Oxaloacetate interacts with a his, while an Asp acts as a base and removes H from Acetyl-CoA, causing a second His to act as an acid and donate an H to Acetyl-CoA, this forms the high energy ENOL intermediate.

His then acts as base to remove H from Enol causing Acetyl-CoA to accak oxaloacetate and remove H from Histidine. This is the citryl-CoA complex.

Hydrolysis of the thioester of the CoA drives the reaction forward and pushes the equil to citrate formation (otherwise would get equilibrium and go back to substrate form)
How is a-Ketoglutarate DH similar to pyruvate DH? Why does this make sense?
Homologous E1, E2, identical E3.

E1 recognizes reactant and then it's connected to lipoamid arm in E2. Because E3 catalyzes the same reaction (oxidation of lipoic acid to give FADH2), it can be exactly the same.

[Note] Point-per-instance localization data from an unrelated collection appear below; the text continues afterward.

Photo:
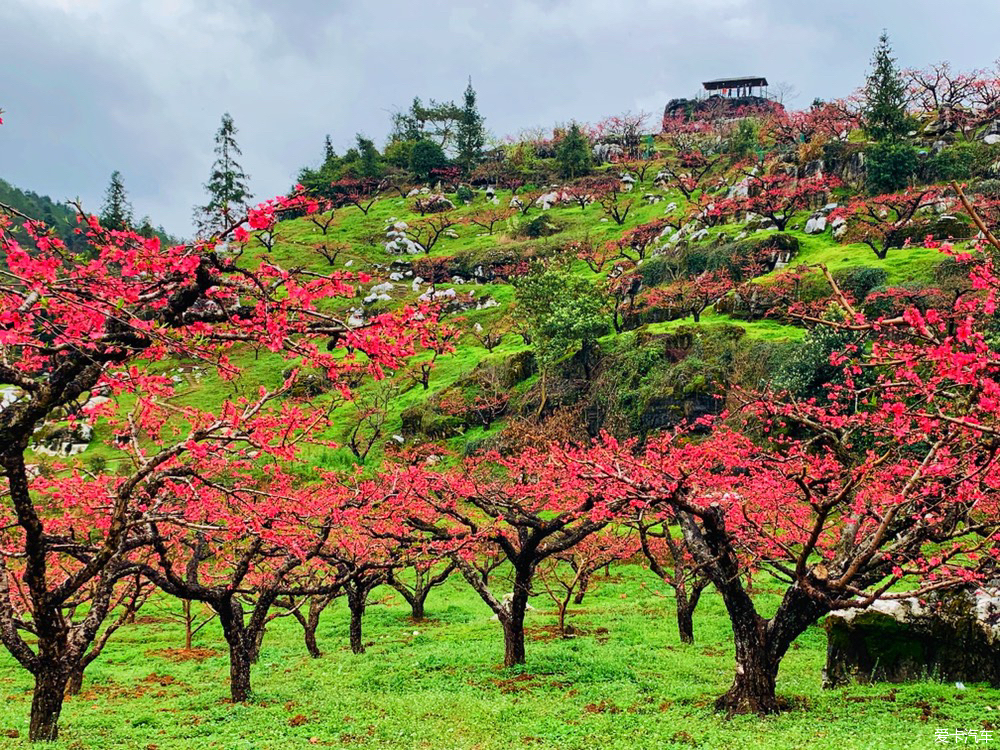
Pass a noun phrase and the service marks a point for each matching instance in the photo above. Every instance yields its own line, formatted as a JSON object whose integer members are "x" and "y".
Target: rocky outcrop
{"x": 951, "y": 636}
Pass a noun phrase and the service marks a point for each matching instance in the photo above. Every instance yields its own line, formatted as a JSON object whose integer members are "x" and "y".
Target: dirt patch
{"x": 184, "y": 654}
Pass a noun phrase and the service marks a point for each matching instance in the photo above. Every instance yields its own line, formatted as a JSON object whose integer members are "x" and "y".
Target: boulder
{"x": 816, "y": 225}
{"x": 950, "y": 636}
{"x": 62, "y": 441}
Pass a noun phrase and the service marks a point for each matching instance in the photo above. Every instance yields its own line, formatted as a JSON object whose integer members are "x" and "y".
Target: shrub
{"x": 540, "y": 226}
{"x": 860, "y": 280}
{"x": 656, "y": 270}
{"x": 426, "y": 156}
{"x": 890, "y": 166}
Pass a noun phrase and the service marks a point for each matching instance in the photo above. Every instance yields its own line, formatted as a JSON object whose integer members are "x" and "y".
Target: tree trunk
{"x": 753, "y": 687}
{"x": 75, "y": 682}
{"x": 239, "y": 671}
{"x": 240, "y": 648}
{"x": 513, "y": 642}
{"x": 582, "y": 591}
{"x": 417, "y": 605}
{"x": 311, "y": 645}
{"x": 685, "y": 618}
{"x": 356, "y": 603}
{"x": 46, "y": 704}
{"x": 188, "y": 634}
{"x": 513, "y": 623}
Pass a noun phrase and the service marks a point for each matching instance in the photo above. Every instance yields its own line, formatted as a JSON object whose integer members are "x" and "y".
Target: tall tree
{"x": 116, "y": 212}
{"x": 368, "y": 161}
{"x": 470, "y": 137}
{"x": 228, "y": 192}
{"x": 884, "y": 113}
{"x": 573, "y": 153}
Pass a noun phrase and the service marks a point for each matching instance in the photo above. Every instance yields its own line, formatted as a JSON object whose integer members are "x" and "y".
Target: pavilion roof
{"x": 732, "y": 83}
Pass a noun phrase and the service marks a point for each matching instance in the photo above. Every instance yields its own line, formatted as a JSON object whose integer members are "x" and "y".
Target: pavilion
{"x": 738, "y": 87}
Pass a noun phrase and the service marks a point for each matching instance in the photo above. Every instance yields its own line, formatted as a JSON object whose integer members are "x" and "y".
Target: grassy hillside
{"x": 624, "y": 681}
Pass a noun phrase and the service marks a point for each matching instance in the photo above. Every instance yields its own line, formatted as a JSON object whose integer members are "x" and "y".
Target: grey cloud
{"x": 95, "y": 85}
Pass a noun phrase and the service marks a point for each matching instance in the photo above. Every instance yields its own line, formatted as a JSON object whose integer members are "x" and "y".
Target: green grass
{"x": 437, "y": 685}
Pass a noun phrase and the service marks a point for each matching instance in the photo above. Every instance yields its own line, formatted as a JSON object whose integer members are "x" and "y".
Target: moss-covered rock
{"x": 950, "y": 638}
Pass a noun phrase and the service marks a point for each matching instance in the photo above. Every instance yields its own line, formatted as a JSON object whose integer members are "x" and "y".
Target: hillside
{"x": 704, "y": 413}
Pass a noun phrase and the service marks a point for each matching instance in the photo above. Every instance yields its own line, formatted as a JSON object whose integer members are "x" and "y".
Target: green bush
{"x": 426, "y": 156}
{"x": 989, "y": 188}
{"x": 656, "y": 270}
{"x": 963, "y": 161}
{"x": 540, "y": 226}
{"x": 860, "y": 280}
{"x": 398, "y": 153}
{"x": 890, "y": 166}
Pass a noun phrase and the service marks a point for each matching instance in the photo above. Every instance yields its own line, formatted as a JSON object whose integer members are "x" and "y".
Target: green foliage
{"x": 368, "y": 158}
{"x": 891, "y": 165}
{"x": 860, "y": 280}
{"x": 656, "y": 270}
{"x": 397, "y": 154}
{"x": 59, "y": 216}
{"x": 538, "y": 226}
{"x": 962, "y": 161}
{"x": 884, "y": 115}
{"x": 573, "y": 153}
{"x": 116, "y": 212}
{"x": 744, "y": 139}
{"x": 564, "y": 311}
{"x": 227, "y": 187}
{"x": 471, "y": 136}
{"x": 425, "y": 156}
{"x": 437, "y": 684}
{"x": 806, "y": 372}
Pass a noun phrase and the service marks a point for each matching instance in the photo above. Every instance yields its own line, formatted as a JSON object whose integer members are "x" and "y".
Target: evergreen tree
{"x": 426, "y": 156}
{"x": 573, "y": 153}
{"x": 884, "y": 113}
{"x": 228, "y": 193}
{"x": 368, "y": 157}
{"x": 116, "y": 212}
{"x": 470, "y": 137}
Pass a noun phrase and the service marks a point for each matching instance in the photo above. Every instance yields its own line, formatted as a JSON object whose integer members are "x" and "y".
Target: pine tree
{"x": 116, "y": 212}
{"x": 228, "y": 193}
{"x": 368, "y": 157}
{"x": 573, "y": 153}
{"x": 470, "y": 137}
{"x": 884, "y": 113}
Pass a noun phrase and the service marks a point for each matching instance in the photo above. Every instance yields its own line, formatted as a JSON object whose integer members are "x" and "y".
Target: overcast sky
{"x": 90, "y": 86}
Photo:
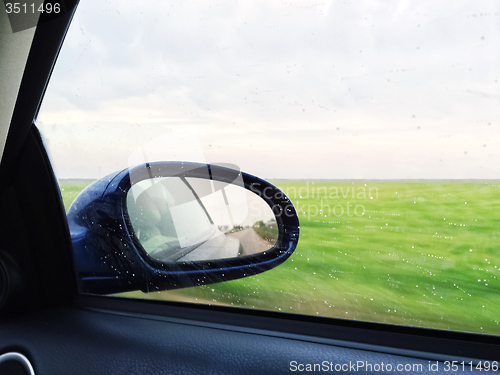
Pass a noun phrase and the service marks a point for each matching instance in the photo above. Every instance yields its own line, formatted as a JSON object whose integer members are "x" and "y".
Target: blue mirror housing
{"x": 109, "y": 257}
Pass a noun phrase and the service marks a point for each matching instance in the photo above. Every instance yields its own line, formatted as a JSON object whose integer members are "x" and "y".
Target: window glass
{"x": 379, "y": 119}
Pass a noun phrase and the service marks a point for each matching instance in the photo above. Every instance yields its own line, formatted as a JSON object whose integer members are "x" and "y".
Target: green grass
{"x": 269, "y": 232}
{"x": 70, "y": 188}
{"x": 412, "y": 253}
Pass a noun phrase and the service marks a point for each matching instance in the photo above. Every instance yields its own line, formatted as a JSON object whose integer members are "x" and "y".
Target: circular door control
{"x": 15, "y": 364}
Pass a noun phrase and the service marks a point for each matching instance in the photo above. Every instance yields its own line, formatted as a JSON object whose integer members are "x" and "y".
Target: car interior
{"x": 49, "y": 324}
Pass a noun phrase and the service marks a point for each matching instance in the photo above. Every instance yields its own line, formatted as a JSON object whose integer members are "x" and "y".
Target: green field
{"x": 419, "y": 253}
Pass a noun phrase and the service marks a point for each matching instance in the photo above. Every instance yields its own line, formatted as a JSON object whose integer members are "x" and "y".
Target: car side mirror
{"x": 168, "y": 225}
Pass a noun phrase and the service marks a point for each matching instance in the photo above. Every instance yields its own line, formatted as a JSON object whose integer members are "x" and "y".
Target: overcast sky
{"x": 289, "y": 89}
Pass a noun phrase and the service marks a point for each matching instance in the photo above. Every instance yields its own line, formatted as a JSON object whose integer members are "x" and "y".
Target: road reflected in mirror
{"x": 177, "y": 219}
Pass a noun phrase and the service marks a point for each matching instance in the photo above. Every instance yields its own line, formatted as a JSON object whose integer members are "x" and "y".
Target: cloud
{"x": 267, "y": 84}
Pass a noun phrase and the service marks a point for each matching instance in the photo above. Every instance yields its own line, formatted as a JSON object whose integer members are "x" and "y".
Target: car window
{"x": 379, "y": 120}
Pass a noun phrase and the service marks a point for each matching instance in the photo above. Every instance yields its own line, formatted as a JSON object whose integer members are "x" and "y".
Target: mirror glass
{"x": 179, "y": 219}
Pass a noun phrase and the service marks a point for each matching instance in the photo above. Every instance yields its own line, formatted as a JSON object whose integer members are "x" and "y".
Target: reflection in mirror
{"x": 192, "y": 219}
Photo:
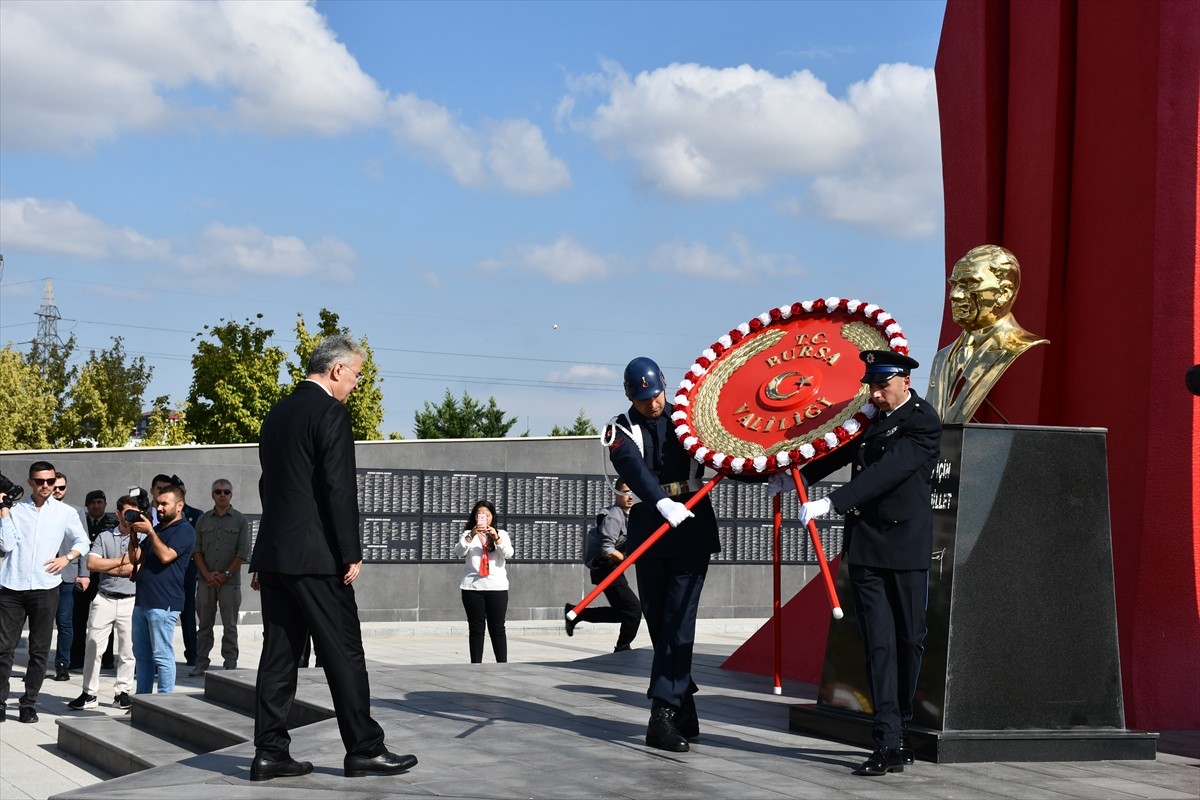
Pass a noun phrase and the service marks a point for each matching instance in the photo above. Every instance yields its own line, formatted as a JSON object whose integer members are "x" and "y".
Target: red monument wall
{"x": 1069, "y": 136}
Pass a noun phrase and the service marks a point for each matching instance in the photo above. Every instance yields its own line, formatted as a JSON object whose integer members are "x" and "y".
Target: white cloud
{"x": 520, "y": 160}
{"x": 61, "y": 228}
{"x": 72, "y": 73}
{"x": 583, "y": 373}
{"x": 510, "y": 154}
{"x": 873, "y": 158}
{"x": 738, "y": 259}
{"x": 247, "y": 250}
{"x": 565, "y": 260}
{"x": 895, "y": 185}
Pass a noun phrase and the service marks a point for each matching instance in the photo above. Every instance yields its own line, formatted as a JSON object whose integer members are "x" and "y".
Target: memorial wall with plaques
{"x": 415, "y": 516}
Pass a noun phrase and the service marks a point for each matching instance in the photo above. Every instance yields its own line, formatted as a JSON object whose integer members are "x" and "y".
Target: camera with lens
{"x": 10, "y": 491}
{"x": 143, "y": 499}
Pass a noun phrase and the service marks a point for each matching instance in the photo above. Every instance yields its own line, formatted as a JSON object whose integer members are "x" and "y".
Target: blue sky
{"x": 511, "y": 199}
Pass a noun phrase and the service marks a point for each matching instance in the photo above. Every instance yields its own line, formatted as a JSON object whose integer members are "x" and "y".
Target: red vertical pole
{"x": 778, "y": 613}
{"x": 816, "y": 546}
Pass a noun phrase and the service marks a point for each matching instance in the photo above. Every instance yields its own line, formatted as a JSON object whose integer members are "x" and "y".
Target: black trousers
{"x": 39, "y": 606}
{"x": 670, "y": 591}
{"x": 891, "y": 609}
{"x": 486, "y": 609}
{"x": 623, "y": 607}
{"x": 294, "y": 605}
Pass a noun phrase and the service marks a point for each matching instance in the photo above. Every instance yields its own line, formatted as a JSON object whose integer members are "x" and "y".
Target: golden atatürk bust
{"x": 983, "y": 288}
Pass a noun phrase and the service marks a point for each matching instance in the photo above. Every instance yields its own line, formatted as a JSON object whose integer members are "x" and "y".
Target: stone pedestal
{"x": 1021, "y": 657}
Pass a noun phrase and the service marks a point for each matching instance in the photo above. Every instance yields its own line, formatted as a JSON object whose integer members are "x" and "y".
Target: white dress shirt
{"x": 29, "y": 537}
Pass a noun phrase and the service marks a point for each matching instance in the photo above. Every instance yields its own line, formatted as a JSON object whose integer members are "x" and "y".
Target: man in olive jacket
{"x": 888, "y": 541}
{"x": 307, "y": 555}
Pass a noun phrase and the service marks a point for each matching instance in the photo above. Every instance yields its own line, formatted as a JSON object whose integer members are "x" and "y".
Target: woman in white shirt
{"x": 485, "y": 581}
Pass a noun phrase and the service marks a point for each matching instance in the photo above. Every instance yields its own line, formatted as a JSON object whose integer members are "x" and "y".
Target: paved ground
{"x": 565, "y": 719}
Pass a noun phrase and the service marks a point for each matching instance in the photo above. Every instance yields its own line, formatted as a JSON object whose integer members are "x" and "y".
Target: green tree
{"x": 235, "y": 380}
{"x": 365, "y": 403}
{"x": 167, "y": 427}
{"x": 582, "y": 427}
{"x": 466, "y": 420}
{"x": 106, "y": 400}
{"x": 27, "y": 403}
{"x": 53, "y": 364}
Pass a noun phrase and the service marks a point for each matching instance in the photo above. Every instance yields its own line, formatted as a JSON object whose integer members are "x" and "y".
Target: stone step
{"x": 235, "y": 690}
{"x": 192, "y": 720}
{"x": 115, "y": 746}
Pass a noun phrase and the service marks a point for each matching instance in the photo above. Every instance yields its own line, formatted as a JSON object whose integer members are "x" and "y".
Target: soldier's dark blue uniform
{"x": 671, "y": 573}
{"x": 888, "y": 542}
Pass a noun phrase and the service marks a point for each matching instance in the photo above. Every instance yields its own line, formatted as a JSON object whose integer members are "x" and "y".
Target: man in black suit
{"x": 307, "y": 555}
{"x": 888, "y": 541}
{"x": 651, "y": 461}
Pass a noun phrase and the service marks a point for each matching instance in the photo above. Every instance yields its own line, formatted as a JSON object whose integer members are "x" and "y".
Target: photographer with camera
{"x": 31, "y": 534}
{"x": 112, "y": 611}
{"x": 96, "y": 518}
{"x": 485, "y": 581}
{"x": 160, "y": 560}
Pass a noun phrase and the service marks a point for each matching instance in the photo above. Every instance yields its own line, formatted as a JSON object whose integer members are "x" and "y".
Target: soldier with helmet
{"x": 671, "y": 573}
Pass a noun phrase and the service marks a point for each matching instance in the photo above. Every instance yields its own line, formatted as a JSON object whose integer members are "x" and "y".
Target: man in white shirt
{"x": 31, "y": 535}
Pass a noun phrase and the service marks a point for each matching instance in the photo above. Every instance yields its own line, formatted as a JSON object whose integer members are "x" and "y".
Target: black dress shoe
{"x": 568, "y": 623}
{"x": 263, "y": 769}
{"x": 882, "y": 761}
{"x": 661, "y": 732}
{"x": 385, "y": 763}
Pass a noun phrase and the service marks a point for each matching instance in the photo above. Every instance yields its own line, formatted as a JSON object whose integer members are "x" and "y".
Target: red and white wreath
{"x": 811, "y": 449}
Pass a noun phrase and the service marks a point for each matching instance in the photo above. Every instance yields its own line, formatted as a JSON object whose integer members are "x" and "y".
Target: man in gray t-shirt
{"x": 112, "y": 611}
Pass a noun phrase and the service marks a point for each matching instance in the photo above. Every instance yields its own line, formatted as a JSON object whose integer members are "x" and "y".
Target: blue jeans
{"x": 65, "y": 623}
{"x": 154, "y": 648}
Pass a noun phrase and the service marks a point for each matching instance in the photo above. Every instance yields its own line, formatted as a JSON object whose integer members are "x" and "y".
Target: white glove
{"x": 673, "y": 512}
{"x": 780, "y": 483}
{"x": 814, "y": 509}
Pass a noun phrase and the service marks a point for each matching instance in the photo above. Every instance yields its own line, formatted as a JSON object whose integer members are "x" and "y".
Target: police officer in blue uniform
{"x": 651, "y": 461}
{"x": 888, "y": 541}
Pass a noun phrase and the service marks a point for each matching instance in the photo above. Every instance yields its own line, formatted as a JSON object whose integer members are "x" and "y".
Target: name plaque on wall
{"x": 409, "y": 516}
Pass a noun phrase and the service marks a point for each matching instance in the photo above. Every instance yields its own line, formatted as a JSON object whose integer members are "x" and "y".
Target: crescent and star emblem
{"x": 773, "y": 392}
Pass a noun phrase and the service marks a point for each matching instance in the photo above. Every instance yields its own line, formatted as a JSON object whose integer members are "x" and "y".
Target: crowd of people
{"x": 123, "y": 582}
{"x": 114, "y": 584}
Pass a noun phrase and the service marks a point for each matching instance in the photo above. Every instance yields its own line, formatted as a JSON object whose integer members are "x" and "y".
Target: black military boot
{"x": 661, "y": 732}
{"x": 687, "y": 720}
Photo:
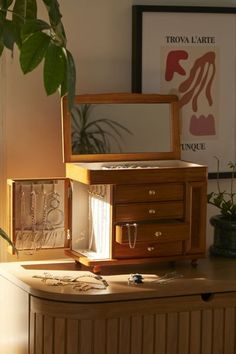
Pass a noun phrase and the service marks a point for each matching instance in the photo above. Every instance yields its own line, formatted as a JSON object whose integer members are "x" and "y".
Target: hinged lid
{"x": 121, "y": 127}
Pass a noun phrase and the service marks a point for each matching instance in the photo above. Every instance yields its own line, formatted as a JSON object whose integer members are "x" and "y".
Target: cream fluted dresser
{"x": 177, "y": 309}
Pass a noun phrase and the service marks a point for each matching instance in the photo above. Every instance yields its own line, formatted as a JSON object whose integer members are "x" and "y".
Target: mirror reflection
{"x": 117, "y": 128}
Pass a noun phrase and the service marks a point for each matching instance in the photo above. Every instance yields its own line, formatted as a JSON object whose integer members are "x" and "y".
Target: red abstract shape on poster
{"x": 173, "y": 65}
{"x": 200, "y": 73}
{"x": 202, "y": 125}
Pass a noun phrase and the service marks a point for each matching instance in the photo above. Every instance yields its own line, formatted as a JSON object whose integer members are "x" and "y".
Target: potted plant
{"x": 224, "y": 224}
{"x": 39, "y": 41}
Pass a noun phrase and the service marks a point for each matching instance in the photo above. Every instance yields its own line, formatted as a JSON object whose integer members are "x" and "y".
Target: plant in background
{"x": 94, "y": 136}
{"x": 9, "y": 241}
{"x": 39, "y": 41}
{"x": 223, "y": 200}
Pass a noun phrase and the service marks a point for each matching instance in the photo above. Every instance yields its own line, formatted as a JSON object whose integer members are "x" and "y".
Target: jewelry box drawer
{"x": 149, "y": 192}
{"x": 149, "y": 211}
{"x": 148, "y": 250}
{"x": 133, "y": 233}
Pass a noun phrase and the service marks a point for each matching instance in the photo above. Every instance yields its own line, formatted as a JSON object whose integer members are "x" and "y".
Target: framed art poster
{"x": 191, "y": 52}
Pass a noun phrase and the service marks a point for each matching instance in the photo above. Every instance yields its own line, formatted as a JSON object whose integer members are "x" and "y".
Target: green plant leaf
{"x": 32, "y": 26}
{"x": 54, "y": 68}
{"x": 33, "y": 51}
{"x": 10, "y": 34}
{"x": 24, "y": 9}
{"x": 53, "y": 11}
{"x": 5, "y": 4}
{"x": 71, "y": 79}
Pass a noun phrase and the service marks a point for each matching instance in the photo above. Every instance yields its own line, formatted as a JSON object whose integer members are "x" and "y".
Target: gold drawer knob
{"x": 151, "y": 192}
{"x": 150, "y": 248}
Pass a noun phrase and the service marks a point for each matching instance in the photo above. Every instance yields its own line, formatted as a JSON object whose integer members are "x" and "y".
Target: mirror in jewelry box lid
{"x": 39, "y": 216}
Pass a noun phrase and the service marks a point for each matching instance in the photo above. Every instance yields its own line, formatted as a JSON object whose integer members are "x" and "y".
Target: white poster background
{"x": 196, "y": 34}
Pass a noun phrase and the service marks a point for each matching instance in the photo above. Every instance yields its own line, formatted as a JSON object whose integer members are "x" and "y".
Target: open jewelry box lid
{"x": 104, "y": 135}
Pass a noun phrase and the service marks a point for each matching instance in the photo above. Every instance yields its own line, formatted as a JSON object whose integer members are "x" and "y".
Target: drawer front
{"x": 148, "y": 250}
{"x": 149, "y": 211}
{"x": 155, "y": 233}
{"x": 149, "y": 192}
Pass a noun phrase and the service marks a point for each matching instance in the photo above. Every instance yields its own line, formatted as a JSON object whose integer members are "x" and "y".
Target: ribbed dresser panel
{"x": 178, "y": 325}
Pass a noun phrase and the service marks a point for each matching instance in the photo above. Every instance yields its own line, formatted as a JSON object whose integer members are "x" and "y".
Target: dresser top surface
{"x": 210, "y": 275}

E1 and E2 are catalyzing similar reactions.
Why doesn't succinyl CoA Synthetase require a 'great' nucleophile to drive its reaction forward? Describe its mechanism.
What reactions are being coupled?
Succinyl CoA has high energy thioester. So phosphate is used a nucleophile to attack thioester and give CoA.
Still have a high energy intermediate P-Succinyl-CoA, so histidine will attack phosphate (phosphorylated his) and succinate will be released.

GDP then enters and his phosphorylates the GDP to form GTP.

Coupling the hydrolysis of a thioester to form a phosphoanhydride bond.
What other TCA enzymes share the same mechanism of action as PDH?
Fumarase, Malate DH, Succinate DH, a-Keto DH
Why is PDH so highly regulated?

How is it regulated and what inhibits/activates it?
Pyruvate can undergo many reactions, can be used to make aa's, gluconeogenesis, form acetylCoA, fatty acid synthesis, etc. It's a very important branchpoint.
High concentrations of reaction products of the complex inhibit the enzyme: acetylCoa inhibits E2, NADH inhibits E3.

Phosphorylation of E1 by a kinase turns of the complex and its deactivation is reversed by the action of a specific phosphatase. The site of phosphorylation is in E2 (emphasizing importance of this core).

High energy charge and abundance of biosynthetic precursors (lots of NADH and AcetylCoA and ATP) will activate Kinase activity and inhibit PDH.
Pyruvate, ADP, NAD+ inhibit the kinase. Ca++ increases activity of the phosphatase.
What are the three control points of TCA? Why are they control points? What are the inhibitors/activators of each step (activators when relevant)?
Pyruvate-->AcetylCoA, Isocitrate to a-keto, a-keto to Succinyl CoA.
These are branchpoints. It's where cells are making a decision: spend a-ketoglutarate to make protein or food (ATP)?